O resgate ocorreu após o recebimento de uma denúncia, que levou à coordenação de uma força-tarefa pelo MPT-RJ. Além das tarefas domésticas, a trabalhadora também cuidou do filho da empregadora quando criança e, mais tarde, passou a atuar como cuidadora da própria empregadora, que atualmente tem problemas de saúde.
Em audiência com os empregadores, foi acordado o pagamento de R$ 500 mil a título de verbas rescisórias e indenizatórias.
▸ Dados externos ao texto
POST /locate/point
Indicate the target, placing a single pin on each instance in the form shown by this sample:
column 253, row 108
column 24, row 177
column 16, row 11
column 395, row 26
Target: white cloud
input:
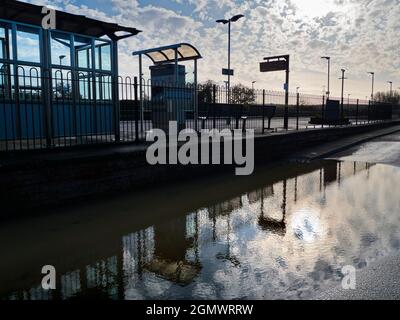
column 360, row 35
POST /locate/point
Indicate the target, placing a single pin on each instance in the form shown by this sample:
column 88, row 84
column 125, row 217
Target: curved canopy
column 177, row 52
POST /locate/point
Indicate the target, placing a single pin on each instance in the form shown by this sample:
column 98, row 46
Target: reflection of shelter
column 170, row 251
column 173, row 103
column 225, row 208
column 57, row 83
column 273, row 225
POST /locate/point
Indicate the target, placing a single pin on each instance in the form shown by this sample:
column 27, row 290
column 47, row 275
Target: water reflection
column 288, row 239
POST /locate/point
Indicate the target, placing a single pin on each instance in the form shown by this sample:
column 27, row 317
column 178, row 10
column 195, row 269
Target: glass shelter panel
column 60, row 45
column 28, row 44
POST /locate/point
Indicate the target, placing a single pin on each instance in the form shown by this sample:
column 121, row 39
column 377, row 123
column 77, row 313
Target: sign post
column 279, row 63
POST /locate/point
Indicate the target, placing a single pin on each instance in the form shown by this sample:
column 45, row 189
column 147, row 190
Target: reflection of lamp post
column 391, row 88
column 373, row 84
column 61, row 59
column 342, row 100
column 329, row 75
column 348, row 101
column 229, row 22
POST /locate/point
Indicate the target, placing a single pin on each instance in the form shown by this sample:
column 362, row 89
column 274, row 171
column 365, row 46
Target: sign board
column 228, row 72
column 332, row 111
column 271, row 66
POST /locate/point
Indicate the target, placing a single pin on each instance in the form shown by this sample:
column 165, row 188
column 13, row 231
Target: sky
column 360, row 36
Desse total, R$ 60 mil foram repassados imediatamente, e o restante será quitado em 60 parcelas mensais de R$ 5.239,65. O termo também prevê o recolhimento dos depósitos de FGTS referentes ao período de outubro de 2015 até a data do resgate.
Além disso, foi determinada uma pensão mensal vitalícia correspondente a 75% do salário mínimo vigente, estimada em aproximadamente R$ 145 mil, considerando uma expectativa de vida de dez anos. Com isso, o valor total do acordo chega a cerca de R$ 645 mil.